Ecco perché scrivo e sono costretto a scrivere questa parola pieno di spavento e di incredulità, dato che per sopravvivere non esiste altro mezzo se non minacciare quelli che ci minacciano. Chi mi sta obbligando ad infrangere il tabù dell’omicidio può star certo che non riuscirò mai a perdonargliela.
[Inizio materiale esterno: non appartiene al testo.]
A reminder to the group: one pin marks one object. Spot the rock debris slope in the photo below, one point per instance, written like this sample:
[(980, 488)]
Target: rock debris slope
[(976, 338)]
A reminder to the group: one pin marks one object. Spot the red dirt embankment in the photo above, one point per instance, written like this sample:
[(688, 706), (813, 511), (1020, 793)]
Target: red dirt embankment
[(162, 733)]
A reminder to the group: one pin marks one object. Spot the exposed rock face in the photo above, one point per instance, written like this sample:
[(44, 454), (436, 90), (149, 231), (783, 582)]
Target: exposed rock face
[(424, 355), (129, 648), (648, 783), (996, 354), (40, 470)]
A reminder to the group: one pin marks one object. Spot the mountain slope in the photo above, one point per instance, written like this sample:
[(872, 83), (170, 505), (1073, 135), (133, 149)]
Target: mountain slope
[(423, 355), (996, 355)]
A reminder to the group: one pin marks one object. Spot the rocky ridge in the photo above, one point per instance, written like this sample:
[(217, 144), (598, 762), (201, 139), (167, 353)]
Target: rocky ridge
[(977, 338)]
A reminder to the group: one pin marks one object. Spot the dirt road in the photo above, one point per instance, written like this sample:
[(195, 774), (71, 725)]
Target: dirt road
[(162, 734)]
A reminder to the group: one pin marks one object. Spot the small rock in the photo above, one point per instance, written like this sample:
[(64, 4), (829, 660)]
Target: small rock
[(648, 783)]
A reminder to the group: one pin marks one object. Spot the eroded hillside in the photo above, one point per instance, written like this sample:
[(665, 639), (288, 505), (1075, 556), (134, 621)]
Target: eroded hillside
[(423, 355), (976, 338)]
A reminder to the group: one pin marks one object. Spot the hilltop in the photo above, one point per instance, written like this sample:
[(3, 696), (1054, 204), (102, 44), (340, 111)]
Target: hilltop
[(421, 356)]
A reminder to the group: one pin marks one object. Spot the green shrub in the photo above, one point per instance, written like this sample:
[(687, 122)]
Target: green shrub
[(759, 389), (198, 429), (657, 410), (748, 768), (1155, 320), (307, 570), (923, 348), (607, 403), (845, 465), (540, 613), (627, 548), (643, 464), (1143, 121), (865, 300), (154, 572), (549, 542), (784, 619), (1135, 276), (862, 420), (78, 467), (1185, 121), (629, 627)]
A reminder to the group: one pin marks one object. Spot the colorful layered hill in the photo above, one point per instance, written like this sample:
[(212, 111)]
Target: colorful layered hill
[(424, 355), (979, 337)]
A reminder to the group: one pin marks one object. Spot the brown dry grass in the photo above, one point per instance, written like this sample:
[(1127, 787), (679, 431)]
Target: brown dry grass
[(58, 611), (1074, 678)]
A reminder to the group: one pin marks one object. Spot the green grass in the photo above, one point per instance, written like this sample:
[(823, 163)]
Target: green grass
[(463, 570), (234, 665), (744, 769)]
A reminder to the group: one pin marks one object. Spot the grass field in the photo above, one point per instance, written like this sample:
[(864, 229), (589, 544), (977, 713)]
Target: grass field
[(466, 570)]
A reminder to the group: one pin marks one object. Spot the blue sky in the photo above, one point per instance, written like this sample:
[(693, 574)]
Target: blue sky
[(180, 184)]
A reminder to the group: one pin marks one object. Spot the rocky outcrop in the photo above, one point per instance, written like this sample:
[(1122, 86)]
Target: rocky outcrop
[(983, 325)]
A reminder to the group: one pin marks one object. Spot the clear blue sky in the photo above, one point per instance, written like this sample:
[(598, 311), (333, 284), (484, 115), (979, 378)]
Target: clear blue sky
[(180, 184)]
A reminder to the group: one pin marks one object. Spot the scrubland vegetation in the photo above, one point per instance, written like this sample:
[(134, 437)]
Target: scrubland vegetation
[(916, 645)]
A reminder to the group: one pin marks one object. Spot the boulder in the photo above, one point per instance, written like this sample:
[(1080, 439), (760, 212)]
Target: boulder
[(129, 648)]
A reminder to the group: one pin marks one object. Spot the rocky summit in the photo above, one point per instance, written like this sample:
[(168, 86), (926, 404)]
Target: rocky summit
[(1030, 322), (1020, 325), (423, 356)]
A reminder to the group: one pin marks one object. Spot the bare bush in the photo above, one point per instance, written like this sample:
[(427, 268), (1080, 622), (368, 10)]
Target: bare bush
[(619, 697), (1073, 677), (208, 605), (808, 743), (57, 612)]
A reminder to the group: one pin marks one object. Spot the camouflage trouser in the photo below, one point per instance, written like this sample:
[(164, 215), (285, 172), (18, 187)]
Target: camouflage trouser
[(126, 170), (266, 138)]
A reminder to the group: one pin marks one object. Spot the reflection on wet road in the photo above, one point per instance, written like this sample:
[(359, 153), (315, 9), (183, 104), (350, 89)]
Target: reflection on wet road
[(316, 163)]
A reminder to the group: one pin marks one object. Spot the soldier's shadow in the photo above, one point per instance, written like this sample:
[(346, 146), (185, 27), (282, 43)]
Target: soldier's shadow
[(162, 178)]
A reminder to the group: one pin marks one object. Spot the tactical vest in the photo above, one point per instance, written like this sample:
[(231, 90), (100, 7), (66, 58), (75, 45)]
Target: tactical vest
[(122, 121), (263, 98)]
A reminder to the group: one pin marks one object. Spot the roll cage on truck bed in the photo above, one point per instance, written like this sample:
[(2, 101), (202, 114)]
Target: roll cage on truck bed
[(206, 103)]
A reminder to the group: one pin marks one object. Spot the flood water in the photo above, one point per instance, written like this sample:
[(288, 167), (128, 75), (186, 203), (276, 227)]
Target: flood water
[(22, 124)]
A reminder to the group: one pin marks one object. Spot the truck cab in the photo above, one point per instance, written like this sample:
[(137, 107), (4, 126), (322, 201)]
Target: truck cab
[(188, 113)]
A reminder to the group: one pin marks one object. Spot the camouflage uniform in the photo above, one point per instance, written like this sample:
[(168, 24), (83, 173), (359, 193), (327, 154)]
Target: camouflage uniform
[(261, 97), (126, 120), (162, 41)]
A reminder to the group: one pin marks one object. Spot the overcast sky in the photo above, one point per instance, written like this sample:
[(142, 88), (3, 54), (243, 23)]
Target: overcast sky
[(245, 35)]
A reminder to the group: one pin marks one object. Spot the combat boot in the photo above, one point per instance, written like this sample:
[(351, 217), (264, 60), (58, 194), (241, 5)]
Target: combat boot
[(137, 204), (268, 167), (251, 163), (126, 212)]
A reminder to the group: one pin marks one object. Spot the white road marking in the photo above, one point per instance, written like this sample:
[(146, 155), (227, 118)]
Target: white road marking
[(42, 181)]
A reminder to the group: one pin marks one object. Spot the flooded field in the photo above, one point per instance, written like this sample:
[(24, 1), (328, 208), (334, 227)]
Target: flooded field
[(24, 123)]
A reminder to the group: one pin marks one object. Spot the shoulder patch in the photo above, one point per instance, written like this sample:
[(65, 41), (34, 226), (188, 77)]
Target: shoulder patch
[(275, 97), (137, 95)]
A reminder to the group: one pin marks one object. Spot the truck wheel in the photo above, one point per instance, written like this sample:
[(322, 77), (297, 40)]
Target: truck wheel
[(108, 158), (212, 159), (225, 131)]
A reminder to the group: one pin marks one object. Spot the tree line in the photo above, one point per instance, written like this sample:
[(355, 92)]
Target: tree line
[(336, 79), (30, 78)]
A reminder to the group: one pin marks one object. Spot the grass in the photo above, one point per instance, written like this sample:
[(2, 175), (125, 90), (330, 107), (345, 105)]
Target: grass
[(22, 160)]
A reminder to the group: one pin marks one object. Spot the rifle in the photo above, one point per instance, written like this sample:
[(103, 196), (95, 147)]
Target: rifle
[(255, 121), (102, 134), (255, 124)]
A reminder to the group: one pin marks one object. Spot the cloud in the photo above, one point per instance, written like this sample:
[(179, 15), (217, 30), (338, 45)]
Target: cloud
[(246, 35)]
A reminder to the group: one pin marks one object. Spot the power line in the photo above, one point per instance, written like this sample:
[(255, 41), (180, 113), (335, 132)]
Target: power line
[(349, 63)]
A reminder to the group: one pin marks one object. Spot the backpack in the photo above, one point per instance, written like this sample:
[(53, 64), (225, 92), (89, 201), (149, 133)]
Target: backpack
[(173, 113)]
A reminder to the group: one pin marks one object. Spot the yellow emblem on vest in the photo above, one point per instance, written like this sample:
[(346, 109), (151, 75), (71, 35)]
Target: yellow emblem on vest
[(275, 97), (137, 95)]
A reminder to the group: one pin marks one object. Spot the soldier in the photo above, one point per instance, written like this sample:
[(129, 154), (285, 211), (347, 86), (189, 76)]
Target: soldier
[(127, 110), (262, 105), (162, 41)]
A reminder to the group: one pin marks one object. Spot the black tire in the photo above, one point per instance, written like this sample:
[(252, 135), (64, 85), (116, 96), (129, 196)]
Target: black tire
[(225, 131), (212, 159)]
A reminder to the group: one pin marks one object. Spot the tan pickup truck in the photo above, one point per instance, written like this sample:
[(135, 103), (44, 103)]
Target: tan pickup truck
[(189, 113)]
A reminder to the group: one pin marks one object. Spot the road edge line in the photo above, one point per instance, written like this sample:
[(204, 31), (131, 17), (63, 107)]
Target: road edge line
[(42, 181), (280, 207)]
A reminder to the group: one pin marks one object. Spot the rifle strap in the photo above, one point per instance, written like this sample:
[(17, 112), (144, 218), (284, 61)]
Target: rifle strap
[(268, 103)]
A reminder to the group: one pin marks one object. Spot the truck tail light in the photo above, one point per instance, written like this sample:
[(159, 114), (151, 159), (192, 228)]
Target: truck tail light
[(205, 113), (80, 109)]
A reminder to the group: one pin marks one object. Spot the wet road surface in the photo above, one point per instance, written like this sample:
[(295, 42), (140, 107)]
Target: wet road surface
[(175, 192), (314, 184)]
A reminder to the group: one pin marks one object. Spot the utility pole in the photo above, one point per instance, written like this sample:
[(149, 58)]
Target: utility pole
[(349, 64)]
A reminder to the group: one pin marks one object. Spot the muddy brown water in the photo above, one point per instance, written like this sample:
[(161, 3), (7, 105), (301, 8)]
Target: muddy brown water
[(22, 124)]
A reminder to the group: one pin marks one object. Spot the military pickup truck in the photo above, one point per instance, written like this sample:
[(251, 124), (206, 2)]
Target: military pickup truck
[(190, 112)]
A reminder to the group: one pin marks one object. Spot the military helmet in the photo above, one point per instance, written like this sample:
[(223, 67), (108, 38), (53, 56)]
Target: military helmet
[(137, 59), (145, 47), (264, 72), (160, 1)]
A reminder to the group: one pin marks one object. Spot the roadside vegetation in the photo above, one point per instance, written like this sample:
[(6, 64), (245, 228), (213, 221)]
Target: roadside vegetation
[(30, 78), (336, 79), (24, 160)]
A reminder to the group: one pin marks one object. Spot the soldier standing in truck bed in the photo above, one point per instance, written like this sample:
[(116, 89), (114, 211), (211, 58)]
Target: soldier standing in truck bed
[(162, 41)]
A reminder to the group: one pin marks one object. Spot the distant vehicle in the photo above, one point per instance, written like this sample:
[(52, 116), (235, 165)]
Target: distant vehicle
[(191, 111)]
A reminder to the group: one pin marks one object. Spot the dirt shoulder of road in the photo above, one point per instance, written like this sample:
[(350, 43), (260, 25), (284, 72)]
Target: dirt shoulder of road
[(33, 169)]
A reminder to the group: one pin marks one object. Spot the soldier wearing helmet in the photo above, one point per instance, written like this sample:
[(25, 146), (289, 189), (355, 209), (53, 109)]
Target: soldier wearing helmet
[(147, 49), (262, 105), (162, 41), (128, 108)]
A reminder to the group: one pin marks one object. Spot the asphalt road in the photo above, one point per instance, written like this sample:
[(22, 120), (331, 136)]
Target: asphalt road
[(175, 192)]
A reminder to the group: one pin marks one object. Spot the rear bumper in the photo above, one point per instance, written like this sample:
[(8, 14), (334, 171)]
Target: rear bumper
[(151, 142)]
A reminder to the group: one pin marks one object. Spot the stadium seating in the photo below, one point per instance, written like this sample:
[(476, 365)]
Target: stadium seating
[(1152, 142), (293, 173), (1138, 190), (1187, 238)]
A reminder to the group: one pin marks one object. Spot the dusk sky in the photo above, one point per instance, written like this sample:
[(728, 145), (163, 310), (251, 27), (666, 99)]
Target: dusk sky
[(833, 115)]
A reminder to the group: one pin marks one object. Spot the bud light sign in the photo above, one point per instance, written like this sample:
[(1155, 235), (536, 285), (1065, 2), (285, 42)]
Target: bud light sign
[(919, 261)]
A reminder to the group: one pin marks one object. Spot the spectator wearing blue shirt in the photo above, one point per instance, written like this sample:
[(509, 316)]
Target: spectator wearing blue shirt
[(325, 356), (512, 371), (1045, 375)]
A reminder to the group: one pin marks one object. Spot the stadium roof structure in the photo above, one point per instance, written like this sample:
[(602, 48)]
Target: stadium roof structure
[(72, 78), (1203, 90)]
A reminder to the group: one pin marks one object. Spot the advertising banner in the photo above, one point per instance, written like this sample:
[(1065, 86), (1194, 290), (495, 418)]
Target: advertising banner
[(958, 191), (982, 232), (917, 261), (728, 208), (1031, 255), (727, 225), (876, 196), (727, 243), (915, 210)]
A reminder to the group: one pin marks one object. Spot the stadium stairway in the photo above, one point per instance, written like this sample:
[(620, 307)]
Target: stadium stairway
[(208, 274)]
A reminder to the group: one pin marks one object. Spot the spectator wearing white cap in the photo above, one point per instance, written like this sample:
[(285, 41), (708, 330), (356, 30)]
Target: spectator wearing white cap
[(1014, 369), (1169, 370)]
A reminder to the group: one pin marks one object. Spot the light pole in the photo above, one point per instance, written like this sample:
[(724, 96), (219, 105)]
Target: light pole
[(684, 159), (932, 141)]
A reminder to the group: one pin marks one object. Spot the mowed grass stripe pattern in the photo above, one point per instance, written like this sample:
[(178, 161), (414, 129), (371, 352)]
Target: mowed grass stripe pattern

Esigo ed ho il diritto di esigere che non mi si accusi di leggerezza se in conclusione ribadisco: se vogliamo assicurare la sopravvivenza della nostra generazione e quella delle generazioni future (una sopravvivenza che possiamo solo auspicare), non esiste alternativa; non c’è altro mezzo che quello di informare chiaramente chi persiste a mettere in pericolo la vita sulla terra attraverso l’uso dell’atomo — poco importa se a scopo «bellico» o «pacifico» — e continua a rifiutare sistematicamente ogni trattativa volta a porvi fine, che d’ora in avanti dovrà considerarsi un nostro bersaglio. È per questo che dichiaro, con dolore ma con determinazione, che non esiteremo a uccidere quegli individui che, per mancanza di immaginazione o di cuore, non esitano a mettere l’umanità in pericolo e a rendersi così colpevoli di crimini nei suoi confronti.